Dan inilah yang terjadi selanjutnya:
Gue mengambil gelas es jeruk di meja, berdiri, lalu menumpahkannya di atas kepala pria itu. Dia melompat karena kaget dan tanpa sengaja menyambar mangkok bakso di depannya. Isinya tumpah ke celananya.
"Apa-apaan kamu ini?" bentaknya. Matanya melotot. Es jeruk menetes-netes ke wajahnya.

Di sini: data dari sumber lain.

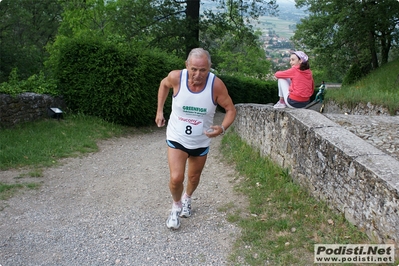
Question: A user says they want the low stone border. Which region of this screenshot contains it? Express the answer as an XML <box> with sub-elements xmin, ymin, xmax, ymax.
<box><xmin>234</xmin><ymin>104</ymin><xmax>399</xmax><ymax>243</ymax></box>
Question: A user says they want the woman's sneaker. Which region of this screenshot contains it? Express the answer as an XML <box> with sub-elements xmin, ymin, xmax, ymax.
<box><xmin>273</xmin><ymin>101</ymin><xmax>287</xmax><ymax>108</ymax></box>
<box><xmin>180</xmin><ymin>198</ymin><xmax>191</xmax><ymax>218</ymax></box>
<box><xmin>166</xmin><ymin>207</ymin><xmax>181</xmax><ymax>229</ymax></box>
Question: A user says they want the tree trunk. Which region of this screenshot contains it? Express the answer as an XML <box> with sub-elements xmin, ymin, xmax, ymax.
<box><xmin>185</xmin><ymin>0</ymin><xmax>200</xmax><ymax>55</ymax></box>
<box><xmin>381</xmin><ymin>33</ymin><xmax>392</xmax><ymax>65</ymax></box>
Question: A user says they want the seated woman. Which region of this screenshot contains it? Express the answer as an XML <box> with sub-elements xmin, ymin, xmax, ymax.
<box><xmin>274</xmin><ymin>51</ymin><xmax>314</xmax><ymax>108</ymax></box>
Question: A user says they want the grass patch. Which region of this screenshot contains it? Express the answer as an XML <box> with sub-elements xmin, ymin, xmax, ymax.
<box><xmin>326</xmin><ymin>60</ymin><xmax>399</xmax><ymax>115</ymax></box>
<box><xmin>0</xmin><ymin>112</ymin><xmax>124</xmax><ymax>170</ymax></box>
<box><xmin>221</xmin><ymin>133</ymin><xmax>396</xmax><ymax>265</ymax></box>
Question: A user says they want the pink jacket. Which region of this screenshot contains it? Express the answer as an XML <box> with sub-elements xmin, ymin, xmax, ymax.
<box><xmin>274</xmin><ymin>65</ymin><xmax>314</xmax><ymax>102</ymax></box>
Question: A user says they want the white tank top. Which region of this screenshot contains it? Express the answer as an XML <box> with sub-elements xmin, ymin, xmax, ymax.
<box><xmin>166</xmin><ymin>69</ymin><xmax>217</xmax><ymax>149</ymax></box>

"Apa katamu tadi?" balas gue, sengit. Gue berdiri di hadapannya sambil berkacak pinggang, membalas tatapannya. "Jadi perempuan itu enak? Tahunya cuma minta uang? Kau pikir jadi ibu rumah tangga itu gampang? Bahkan setelah menahan siksa selama sembilan bulan mengandung dan melahirkan, setiap hari harus memikirkan menu makanan, mengurus keperluan anak-anak, melayani suami, dan membersihkan rumah. Belum lagi harus
diet karena berat badan naik hingga sepuluh kali lipat. Kau pikir itu mudah? Atau ketika sekujur tubuhmu sakit dan emosimu meluap-luap selama hampir dua minggu setiap bulannya, kau pikir itu menyenangkan?
"Apa menurutmu emansipasi wanita itu, hah? Pengambilalihan tugas-tugas kaum lelaki? Sehingga adalah wajar jika kaum perempuan bekerja keras membanting tulang, sementara para lelaki hanya menganggur? Tidakkah kau melihat ada kaummu yang memperbudak kami? Atau kaum pekerja perempuan yang ikut bekerja untuk membantu suaminya? Belum lagi harus dipermainkan seenaknya oleh suaminya? Itu yang kau maksud?"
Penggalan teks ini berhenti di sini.